Q.V. Lowe

Biographical details
- Born: January 15, 1945 (age 80) Red Level, Alabama, U.S.

= Q. V. Lowe =

American baseball player and coach (born 1945)

Q. V. Lowe (born January 15, 1945) is a retired American baseball coach. From 1987 until 2014, he was the men's varsity baseball coach of Auburn Montgomery (also known as Auburn University Montgomery, or AUM) — where he established the baseball program and served for 28 consecutive seasons; he compiled a win–loss record of 1,242–689–5 (.643). He is also a former pitcher, coach and manager in minor league baseball and in 1972, at age 27, spent a season as a full-time coach with the Chicago Cubs of Major League Baseball, working under managers Leo Durocher and Whitey Lockman.

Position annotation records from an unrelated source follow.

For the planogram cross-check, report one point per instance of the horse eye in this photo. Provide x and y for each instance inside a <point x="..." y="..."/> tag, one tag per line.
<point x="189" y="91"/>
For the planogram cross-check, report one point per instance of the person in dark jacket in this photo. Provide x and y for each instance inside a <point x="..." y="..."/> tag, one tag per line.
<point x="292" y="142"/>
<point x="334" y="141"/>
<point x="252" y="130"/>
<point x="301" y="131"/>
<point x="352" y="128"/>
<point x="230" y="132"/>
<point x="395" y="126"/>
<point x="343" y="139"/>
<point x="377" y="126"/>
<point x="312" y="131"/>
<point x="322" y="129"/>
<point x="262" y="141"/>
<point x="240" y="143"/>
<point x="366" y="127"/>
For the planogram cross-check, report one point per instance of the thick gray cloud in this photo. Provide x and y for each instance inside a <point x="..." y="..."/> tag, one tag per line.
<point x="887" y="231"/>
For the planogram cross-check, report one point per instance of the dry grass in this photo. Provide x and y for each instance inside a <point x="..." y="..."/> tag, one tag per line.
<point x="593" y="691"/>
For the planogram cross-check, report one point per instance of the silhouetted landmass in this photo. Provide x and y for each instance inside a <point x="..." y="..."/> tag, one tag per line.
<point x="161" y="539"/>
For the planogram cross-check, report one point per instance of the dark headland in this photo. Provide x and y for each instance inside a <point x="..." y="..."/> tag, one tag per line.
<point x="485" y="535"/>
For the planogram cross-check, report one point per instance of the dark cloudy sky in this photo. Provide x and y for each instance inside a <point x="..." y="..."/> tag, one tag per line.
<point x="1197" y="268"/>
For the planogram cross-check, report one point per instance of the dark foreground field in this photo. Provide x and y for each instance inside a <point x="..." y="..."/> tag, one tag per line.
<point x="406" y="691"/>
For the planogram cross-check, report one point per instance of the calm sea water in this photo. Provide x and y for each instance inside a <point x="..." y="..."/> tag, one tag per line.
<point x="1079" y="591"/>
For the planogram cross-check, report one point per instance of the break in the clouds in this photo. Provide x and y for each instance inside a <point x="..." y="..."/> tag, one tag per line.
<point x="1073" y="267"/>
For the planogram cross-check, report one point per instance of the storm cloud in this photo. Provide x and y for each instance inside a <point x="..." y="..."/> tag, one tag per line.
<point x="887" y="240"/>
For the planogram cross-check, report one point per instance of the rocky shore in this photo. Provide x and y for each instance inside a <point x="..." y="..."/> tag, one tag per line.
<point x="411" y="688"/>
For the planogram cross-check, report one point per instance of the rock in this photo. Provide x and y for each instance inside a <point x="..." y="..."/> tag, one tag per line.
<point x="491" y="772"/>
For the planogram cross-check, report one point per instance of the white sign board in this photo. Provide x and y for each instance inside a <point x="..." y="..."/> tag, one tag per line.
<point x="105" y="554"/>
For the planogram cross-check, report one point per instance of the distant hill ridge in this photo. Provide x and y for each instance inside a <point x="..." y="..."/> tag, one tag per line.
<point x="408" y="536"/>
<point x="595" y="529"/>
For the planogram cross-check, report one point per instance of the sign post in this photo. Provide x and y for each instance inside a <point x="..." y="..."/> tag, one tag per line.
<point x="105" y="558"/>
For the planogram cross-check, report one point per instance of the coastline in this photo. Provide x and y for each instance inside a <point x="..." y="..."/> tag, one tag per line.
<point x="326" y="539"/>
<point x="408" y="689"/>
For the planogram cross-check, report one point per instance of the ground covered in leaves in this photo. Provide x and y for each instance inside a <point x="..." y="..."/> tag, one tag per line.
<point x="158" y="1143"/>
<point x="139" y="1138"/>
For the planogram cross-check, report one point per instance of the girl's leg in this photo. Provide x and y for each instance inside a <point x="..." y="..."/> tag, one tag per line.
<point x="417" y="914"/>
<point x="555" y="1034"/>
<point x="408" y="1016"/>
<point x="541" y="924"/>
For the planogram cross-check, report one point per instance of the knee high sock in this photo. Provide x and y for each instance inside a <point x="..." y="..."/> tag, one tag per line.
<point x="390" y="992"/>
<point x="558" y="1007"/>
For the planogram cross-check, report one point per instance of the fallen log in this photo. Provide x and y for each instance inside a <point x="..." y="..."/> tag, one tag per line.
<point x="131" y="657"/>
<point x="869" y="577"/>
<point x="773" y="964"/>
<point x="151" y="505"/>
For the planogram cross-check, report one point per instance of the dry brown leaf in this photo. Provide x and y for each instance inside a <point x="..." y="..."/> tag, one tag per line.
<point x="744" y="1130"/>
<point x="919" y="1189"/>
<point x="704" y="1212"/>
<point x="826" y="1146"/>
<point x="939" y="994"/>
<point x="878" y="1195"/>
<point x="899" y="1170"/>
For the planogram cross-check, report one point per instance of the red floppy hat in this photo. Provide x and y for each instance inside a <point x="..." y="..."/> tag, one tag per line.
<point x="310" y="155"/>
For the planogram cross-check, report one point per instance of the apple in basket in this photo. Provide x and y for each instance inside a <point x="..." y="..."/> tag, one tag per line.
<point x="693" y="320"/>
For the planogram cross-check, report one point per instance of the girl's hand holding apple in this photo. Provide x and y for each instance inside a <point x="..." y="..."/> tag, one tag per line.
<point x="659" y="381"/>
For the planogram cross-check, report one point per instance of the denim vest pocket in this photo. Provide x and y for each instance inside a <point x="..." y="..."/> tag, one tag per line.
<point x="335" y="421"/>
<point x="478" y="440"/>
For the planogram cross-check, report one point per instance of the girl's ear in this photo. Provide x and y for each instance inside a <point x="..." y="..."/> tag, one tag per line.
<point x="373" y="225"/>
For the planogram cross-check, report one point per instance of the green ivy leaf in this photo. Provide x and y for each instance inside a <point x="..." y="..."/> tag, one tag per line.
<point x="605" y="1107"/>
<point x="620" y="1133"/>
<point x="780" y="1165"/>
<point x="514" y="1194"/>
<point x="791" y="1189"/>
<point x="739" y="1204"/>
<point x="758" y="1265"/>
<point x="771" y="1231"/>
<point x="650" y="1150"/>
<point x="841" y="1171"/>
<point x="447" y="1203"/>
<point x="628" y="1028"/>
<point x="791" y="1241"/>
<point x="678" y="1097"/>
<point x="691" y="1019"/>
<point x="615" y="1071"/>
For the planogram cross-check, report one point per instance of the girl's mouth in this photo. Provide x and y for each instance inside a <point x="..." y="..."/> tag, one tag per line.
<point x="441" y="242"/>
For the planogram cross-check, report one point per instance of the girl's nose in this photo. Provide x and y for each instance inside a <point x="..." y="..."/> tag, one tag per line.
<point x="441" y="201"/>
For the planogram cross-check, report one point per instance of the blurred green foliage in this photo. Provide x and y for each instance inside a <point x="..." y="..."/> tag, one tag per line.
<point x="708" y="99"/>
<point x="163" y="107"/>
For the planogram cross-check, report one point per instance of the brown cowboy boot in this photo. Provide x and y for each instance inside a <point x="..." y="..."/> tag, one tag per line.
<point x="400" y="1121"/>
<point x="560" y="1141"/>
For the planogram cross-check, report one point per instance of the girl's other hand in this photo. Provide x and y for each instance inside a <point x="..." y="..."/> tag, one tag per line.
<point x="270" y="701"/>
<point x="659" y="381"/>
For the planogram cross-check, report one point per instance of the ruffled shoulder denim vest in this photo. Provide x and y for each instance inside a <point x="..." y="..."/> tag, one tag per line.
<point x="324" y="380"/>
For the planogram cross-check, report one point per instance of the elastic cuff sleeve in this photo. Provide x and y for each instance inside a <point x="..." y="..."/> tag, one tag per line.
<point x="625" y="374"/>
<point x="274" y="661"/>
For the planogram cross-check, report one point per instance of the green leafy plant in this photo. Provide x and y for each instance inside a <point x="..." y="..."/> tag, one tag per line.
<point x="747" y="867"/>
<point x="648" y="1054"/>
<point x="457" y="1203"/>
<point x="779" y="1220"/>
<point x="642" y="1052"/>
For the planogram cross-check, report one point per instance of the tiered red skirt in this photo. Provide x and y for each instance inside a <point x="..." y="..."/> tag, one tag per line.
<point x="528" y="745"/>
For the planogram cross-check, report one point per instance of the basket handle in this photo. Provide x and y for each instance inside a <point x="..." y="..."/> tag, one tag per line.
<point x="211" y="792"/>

Lowe was born in Red Level, Alabama. He grew up in Ocala, Florida, attended Gulf Coast Community College and graduated from Auburn University. A right-handed pitcher (and hitter), he was listed at 6 ft 1 in tall and 185 lb during his playing career. In two seasons at Auburn, he won 23 of 26 decisions (.885). He set an Auburn Tigers record for career earned-run average (1.69) and most complete games (ten) in one season. He was selected in the 19th round of the 1967 Major League Baseball draft by the Cubs and compiled a won/lost mark of 24–25 with an ERA of 3.37 in 167 games over five minor-league seasons (1967–71), most of them at the Double-A level. During his final two seasons, he was a player-coach for the San Antonio Missions of the Texas League.

In 1972, Lowe joined the Cubs' coaching staff, serving as bullpen coach. The midyear managerial change, in which Lockman replaced Durocher, resulted in changes on the Cubs' 1973 MLB staff. Lowe returned to the minor leagues as manager of the Rookie-level Gulf Coast Cubs (1973) and the Class A Key West Conchs (for the second half of the 1974 season). Lowe then coached in the New York Yankees' farm system, and also became baseball coach, and eventually athletic director, of Lurleen B. Wallace Community College between 1975–81. He was a full-time pitching instructor in the minor league organizations of the Yankees and Montreal Expos from 1982–85 before joining AUM and launching its baseball program. Lowe also remained in professional baseball as a pitching coach for Short Season teams in the Montreal system, and spent one season, 1992, as manager of the Jamestown Expos of the New York–Penn League.

At AUM, he led his team to the NAIA World Series three times, and coached 35 NAIA All-Americans. Career honors include membership in the Auburn Tigers Walk of Fame and the Alabama Baseball Coaches Hall of Fame.

QV, whose nickname is simply "Q", has no middle name. His first name is the two upper-case letters "QV".